Vigilanza Privata: analisi di un settore allo sbando

04 Ago 2023

di Bastian Contrario

In quest’estate torrida, per la vigilanza privata il meteo c’entra poco. Vicende giudiziarie che potrebbero fare da apripista per il salario minimo in Italia e un’attenzione più che mai pruriginosa della stampa costellano la calda estate vigilantina. E il nostro Bastiancontrario, tra un Bartezzaghi e uno spriz, scrive un articolo altrettanto infuocato in cui ne ha davvero per tutti. Anche per noi di VPOnline, che però gli vogliamo e gli vorremo sempre bene.

Siamo uomini o caporali?

di Bastiancontrario

Utilizzo il titolo di un film di Totò, che il mio unico lettore sicuramente conoscerà, per affrontare, buon ultimo, la nota questione dei servizi di portierato, del caporalato, delle finte coop, e via dicendo. In realtà, questa rubrica avrebbe potuto essere tra le prime a trattare la questione, ma una piccola diversità di vedute con il direttore della testata non lo ha consentito. Ma, primo o ultimo, quello che conta è provare a mettere in fila i punti salienti di questa complessa questione.

1) Le guardie giurate e, soprattutto, gli addetti ai servizi fiduciari guadagnano poco, con tutto il corollario di difficoltà, malcontento, turni stressanti, eccesso di straordinari e via discorrendo che questo comporta.
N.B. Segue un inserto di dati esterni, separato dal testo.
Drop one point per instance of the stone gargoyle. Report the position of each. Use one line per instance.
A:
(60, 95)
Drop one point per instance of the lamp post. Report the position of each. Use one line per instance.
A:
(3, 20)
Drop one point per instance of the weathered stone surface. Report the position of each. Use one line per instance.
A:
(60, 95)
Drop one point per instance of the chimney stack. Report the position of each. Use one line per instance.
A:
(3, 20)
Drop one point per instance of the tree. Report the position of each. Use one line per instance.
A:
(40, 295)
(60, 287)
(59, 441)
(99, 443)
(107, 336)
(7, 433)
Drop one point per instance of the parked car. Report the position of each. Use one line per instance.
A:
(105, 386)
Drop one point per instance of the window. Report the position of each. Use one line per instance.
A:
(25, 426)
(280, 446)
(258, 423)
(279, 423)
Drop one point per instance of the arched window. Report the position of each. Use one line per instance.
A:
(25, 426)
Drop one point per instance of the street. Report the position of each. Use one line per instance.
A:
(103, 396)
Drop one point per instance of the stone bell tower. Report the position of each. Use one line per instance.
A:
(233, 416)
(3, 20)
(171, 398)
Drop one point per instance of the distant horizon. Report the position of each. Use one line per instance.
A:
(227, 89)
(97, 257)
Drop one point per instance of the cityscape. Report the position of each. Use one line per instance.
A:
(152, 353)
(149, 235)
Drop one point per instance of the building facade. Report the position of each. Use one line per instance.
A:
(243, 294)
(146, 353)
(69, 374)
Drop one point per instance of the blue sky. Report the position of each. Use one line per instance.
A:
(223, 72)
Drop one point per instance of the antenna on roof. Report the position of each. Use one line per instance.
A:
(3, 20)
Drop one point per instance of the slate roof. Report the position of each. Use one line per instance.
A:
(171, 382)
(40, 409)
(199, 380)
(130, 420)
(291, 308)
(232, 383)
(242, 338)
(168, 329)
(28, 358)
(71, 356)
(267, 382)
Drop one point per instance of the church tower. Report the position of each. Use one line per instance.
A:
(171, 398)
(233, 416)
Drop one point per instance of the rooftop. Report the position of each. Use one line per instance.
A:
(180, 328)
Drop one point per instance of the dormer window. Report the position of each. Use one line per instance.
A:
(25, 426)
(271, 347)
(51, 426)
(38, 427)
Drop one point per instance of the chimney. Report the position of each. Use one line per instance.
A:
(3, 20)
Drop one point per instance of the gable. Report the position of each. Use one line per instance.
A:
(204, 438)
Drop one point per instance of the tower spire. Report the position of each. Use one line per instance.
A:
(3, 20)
Ma, d’altro canto, in un paese in cui gli operatori delle Forze dell’ordine guadagnano poco, è quasi inevitabile che muovendosi lungo la filiera della sicurezza gli stipendi siano progressivamente sempre più bassi.

2) Gli imprenditori sono pressati da un sistema fatto di costo del lavoro elevato, tassazione abnorme, burocrazia borbonica che li porta a cercare di “ottimizzare” il più possibile i costi, adottando, talvolta, soluzioni border line (non commento le situazioni patologiche sulle quali deve far luce la magistratura).

3) La committenza privata e, soprattutto, pubblica si preoccupa solo del “prezzo più basso”. E quindi ecco pubbliche amministrazioni che impiegano portieri in servizi per i quali sono previste le guardie giurate o, addirittura, si rivolgono alla Forze di polizia (leggi Guardia di Finanza) per gli stessi servizi. Oppure istituzioni deputate al controllo della regolarità del lavoro che affidano servizi fiduciari a quelle che, adesso, si definiscono “tariffe sotto la soglia di povertà”, con buona pace della sicurezza e qualità dei servizi. Per non parlare poi della grande committenza privata che, incurante di tutto quello che sta accadendo, continua ad imporre (estorcere?) i propri prezzi.

4) Quello della sicurezza privata continua ad essere un settore in cui la rappresentanza (datoriale soprattutto, ma anche dei lavoratori) non è riuscita a fare quel salto di qualità che le avrebbe consentito di sedersi in maniera paritetica ai tavoli importanti (quelli, per esempio, con la politica, con le istituzioni, specie quelle di controllo). Forse perché questo resta un settore “a gestione famigliare” e la rappresentanza risente di questo limite.

5) Le istituzioni, specie quelle chiamate a regolare e controllare il settore, sono spesso assenti o, nella migliore delle ipotesi, in ritardo rispetto ai problemi reali della categoria, imbrigliate in pastoie burocratiche che rischiano di vanificare (e spesso vanificano) anche le scelte più moderne che, con notevole sacrificio, si è cercato di realizzare.

A questi punti aggiungiamo, a latere ma non tanto, una magistratura che, sempre più spesso, ritiene di dover intervenire non solo, com’è giusto che sia, per individuare e reprimere l’illegalità, ma in surroga di una politica ritenuta (spesso non senza ragione) incapace di svolgere il suo ruolo e, nel caso di cui parliamo, del libero mercato e della libera contrattazione tra le parti sociali, riscrivendo le regole delle relazioni industriali (peraltro addirittura con la benedizione di quella stessa politica).

E proprio qui sta l’errore: la situazione in cui versa il settore non può e non deve essere risolta dalla magistratura, ma dalla politica perché sono necessari interventi legislativi importanti, volti a ridurre il costo del lavoro, tutelare la continuità occupazionale e retributiva negli appalti, garantire parità di trattamento negli appalti tra settore pubblico e settore privato, individuare nuovi ambiti di azione e delimitare chiaramente quelli esistenti e altro ancora.

Questa è la politica che serve, non quella che ha assistito per anni inerte al declino di un settore che neanche riusciva a rinnovare un contratto.

Non quella che si muove con iniziative estemporanee e inefficaci (spero di essere smentito dagli esiti del tavolo avviato al Ministero del Lavoro), perché prive di una visione complessiva e di ampio respiro.

Serve una politica di uomini e non di caporali.